The Boss
Now that she's a bona fide major star who puts together her own vehicle pictures, it's heartening to see Melissa McCarthy stepping out of her box. We'd seen her do a lot of the same thing in "The Heat" and "Tammy" and other flicks, playing the rough, socially unskilled, blue-collar woman who does outrageously offensive things seemingly without any concept of how it affects others.
McCarthy has mostly carried these roles off, based on a sassy screen presence and deft comic timing. But we could feel the staleness starting to creep in.
She's playing an actual fresh character in "The Boss," the second collaboration with real-life husband Ben Falcone, who also directed. (Steve Mallory shares a screenwriting credit with the pair.) She plays Michelle Darnell, an uber-rich mogul brought low by her own arrogance, who has to start all over by crashing at the apartment of her harried ex-assistant, played by Kristen Bell.
Think Donald Trump mixed with Suze Orman, plus a smidge of Ann Coulter (the nastiness, not the politics).
I love the physical get-up McCarthy has to play Michelle. She has this impervious bob of reddish hair that drapes her head like a stubborn waterfall. She always wears extravagant outfits and jewelry, even while sleeping. And she's got that lacquered makeup seen on cable newscasters you suspect was put on with industrial paint applicators and could withstand anything short of a category 4 hurricane.
Michelle also wears roll-up collars that come right up to her cheeks. You suspect she started doing that because of a troublesome double chin, and now goes through life in perpetual Kilroy mode, looking like she's peeking over a wall at you.
The story's a bit thin, but McCarthy and Bell have decent chemistry and the jokes' funny-to-flop ratio is pretty high. It's a foul-mouthed, harmless good time.

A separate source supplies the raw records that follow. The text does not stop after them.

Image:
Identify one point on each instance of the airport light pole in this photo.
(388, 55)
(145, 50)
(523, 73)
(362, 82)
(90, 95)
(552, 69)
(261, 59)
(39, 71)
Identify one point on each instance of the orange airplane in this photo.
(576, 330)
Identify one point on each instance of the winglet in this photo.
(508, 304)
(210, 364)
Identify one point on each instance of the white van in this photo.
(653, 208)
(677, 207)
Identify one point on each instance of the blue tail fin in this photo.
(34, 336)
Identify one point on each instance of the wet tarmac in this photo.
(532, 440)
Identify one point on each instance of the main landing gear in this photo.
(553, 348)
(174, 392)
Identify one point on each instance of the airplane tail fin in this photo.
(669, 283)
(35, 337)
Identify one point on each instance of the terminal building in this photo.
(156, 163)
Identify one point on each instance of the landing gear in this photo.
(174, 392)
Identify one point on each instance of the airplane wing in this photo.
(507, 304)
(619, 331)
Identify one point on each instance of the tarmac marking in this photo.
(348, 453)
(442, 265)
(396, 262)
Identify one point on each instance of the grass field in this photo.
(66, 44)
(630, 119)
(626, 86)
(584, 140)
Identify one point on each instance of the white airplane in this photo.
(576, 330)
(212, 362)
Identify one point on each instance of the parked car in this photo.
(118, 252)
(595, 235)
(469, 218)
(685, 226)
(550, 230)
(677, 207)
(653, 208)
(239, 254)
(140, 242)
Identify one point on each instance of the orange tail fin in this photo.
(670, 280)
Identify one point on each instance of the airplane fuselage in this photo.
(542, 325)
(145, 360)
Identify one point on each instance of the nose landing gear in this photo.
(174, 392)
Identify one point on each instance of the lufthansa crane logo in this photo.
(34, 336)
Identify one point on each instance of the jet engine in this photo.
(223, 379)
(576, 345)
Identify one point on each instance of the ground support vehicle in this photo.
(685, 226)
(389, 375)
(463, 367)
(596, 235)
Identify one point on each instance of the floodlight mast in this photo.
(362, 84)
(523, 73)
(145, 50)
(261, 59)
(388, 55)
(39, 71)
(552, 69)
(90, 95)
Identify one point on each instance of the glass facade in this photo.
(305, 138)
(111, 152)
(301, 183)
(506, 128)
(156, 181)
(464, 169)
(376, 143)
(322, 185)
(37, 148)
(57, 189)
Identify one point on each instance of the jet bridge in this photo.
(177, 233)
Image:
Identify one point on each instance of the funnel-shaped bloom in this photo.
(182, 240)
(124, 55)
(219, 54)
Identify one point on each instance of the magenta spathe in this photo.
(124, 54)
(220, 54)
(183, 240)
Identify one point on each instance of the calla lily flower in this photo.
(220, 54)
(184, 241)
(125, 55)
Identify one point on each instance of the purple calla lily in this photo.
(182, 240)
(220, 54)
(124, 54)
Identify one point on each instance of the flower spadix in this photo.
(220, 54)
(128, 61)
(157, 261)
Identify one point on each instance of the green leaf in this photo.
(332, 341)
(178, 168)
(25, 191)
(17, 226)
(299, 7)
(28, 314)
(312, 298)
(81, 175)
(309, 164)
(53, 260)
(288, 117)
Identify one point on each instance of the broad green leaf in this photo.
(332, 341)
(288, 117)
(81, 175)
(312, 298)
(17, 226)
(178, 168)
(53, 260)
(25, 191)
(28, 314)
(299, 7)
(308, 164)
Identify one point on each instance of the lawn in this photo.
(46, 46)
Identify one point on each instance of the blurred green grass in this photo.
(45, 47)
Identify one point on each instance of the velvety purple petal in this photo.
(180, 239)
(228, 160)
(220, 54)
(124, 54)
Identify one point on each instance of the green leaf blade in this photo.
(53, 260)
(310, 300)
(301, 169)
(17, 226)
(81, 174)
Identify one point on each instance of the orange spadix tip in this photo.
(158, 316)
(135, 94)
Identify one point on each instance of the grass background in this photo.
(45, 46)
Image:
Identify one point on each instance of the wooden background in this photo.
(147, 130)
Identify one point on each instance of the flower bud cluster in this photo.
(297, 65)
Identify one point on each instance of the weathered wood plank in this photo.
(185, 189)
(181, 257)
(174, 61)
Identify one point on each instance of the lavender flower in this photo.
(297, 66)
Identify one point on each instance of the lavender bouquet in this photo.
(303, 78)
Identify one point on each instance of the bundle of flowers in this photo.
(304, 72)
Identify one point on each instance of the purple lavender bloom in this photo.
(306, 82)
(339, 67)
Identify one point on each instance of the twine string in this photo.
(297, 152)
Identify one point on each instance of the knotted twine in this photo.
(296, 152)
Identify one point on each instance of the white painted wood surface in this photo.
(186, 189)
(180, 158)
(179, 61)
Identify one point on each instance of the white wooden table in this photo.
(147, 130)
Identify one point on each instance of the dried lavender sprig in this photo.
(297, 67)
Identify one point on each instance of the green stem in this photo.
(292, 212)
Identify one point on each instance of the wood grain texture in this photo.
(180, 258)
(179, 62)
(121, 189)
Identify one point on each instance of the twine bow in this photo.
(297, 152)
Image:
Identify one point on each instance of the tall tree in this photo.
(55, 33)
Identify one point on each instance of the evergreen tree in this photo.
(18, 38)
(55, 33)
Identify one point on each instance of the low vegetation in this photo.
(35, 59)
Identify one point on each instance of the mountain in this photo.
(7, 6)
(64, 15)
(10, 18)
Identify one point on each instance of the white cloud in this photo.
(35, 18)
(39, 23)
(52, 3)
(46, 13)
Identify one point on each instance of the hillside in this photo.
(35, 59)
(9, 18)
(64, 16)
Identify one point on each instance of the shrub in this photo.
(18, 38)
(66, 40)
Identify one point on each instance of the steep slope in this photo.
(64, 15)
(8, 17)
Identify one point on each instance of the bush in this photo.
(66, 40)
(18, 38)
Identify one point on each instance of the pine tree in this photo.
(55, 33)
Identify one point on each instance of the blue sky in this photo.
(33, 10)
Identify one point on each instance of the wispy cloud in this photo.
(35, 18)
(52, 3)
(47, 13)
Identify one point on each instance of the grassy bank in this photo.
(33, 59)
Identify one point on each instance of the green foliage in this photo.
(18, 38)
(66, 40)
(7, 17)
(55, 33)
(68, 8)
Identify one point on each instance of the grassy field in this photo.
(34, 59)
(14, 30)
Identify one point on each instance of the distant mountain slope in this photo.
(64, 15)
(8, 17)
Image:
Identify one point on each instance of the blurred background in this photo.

Bell plays Claire, the straight woman in this duo. She's a hardworking single mom, devoted, a little on the dull side. Claire has spent most of her professional life catering to Michelle's every whim, from running her companies to spraying her teeth with whitener in between raucous stadium shows where she promises to make everyone rich.

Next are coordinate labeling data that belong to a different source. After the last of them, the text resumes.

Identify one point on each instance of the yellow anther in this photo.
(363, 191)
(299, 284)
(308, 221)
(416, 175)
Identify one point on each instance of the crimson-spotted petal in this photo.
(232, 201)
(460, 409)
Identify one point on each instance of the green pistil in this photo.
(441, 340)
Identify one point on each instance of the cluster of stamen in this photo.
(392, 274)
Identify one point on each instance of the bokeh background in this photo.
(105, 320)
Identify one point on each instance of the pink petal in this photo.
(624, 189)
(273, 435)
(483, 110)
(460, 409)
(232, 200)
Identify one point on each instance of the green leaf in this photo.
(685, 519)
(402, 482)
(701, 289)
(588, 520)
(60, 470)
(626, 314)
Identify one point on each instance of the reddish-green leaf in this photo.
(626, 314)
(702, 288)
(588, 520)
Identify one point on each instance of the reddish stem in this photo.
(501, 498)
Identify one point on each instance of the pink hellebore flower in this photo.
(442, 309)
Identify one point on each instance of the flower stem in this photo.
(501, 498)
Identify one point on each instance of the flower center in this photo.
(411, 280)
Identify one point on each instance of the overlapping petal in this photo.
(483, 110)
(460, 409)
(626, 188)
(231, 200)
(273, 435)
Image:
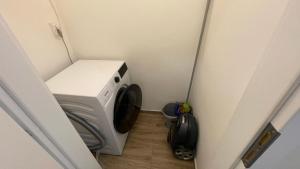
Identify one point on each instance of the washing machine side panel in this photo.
(91, 110)
(109, 108)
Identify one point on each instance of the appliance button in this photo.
(117, 79)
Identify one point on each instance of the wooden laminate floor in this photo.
(146, 147)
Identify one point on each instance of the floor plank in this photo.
(146, 147)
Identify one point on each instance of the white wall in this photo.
(22, 83)
(237, 36)
(18, 150)
(29, 21)
(158, 40)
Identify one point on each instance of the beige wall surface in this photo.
(236, 38)
(29, 20)
(158, 40)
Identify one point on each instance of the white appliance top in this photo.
(84, 77)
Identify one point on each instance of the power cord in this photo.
(59, 32)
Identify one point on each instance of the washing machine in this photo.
(99, 94)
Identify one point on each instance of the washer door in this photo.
(127, 107)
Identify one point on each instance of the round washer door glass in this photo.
(127, 107)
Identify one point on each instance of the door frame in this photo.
(275, 79)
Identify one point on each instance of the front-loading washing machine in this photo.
(99, 94)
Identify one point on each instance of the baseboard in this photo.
(152, 111)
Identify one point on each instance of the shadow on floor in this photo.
(146, 147)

Of course, the only one who ever gets rich in these deals is the person who already is.
After spending four months in prison for insider trading — think Martha Stewart — Michelle shows up at Claire's doorstep because her assets were seized and she's alienated everyone else she ever encountered. Some predictable bonding occurs, with Ella Anderson offering a winning, grounded presence as Claire's kid, Rachel.

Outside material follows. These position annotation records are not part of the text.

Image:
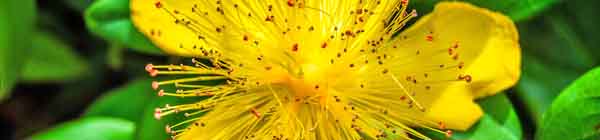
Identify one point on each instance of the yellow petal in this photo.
(161, 28)
(487, 47)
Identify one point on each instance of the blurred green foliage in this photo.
(110, 20)
(90, 128)
(575, 114)
(558, 40)
(51, 60)
(500, 121)
(16, 26)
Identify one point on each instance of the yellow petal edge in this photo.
(496, 67)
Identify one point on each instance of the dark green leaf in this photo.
(16, 24)
(110, 20)
(553, 56)
(500, 121)
(575, 113)
(515, 9)
(91, 128)
(126, 102)
(52, 60)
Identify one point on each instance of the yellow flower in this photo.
(335, 69)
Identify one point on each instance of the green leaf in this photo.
(110, 19)
(575, 113)
(127, 102)
(515, 9)
(500, 121)
(551, 46)
(137, 101)
(91, 128)
(16, 24)
(52, 60)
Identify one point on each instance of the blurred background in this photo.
(77, 67)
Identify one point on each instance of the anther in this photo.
(155, 85)
(158, 4)
(295, 47)
(149, 67)
(448, 133)
(255, 112)
(168, 129)
(429, 37)
(157, 113)
(161, 92)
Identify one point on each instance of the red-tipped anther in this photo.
(153, 73)
(149, 68)
(168, 129)
(255, 112)
(158, 4)
(157, 113)
(442, 125)
(414, 12)
(161, 92)
(429, 37)
(155, 85)
(448, 133)
(295, 47)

When Michelle discovers how much loot Rachel's Dandelions troop makes selling cookies, she hatches on a scheme to start a competing outfit she dubs Darnell's Darlings. Using Claire's kick-butt brownie recipe, and by recruiting all the tough girls in school to act as muscle, they soon put the ersatz Girl Scouts on the ropes. This leads to an "Anchorman"-style beatdown between adorable girls.
Yes, it's derivative; but yes, it still works.
Peter Dinklage turns up as the kooky villain, a former beau of Michelle's that she double-crossed long ago. Tyler Labine is agreeable as Claire's coworker and huggable bear of a love interest. Kathy Bates has a too-small role as Michelle's backstabbed mentor.
"The Boss" is moderately filthy, decently funny and features McCarthy stretching her wings a bit. It's enough to tide us over until the "Ghostbusters" reboot.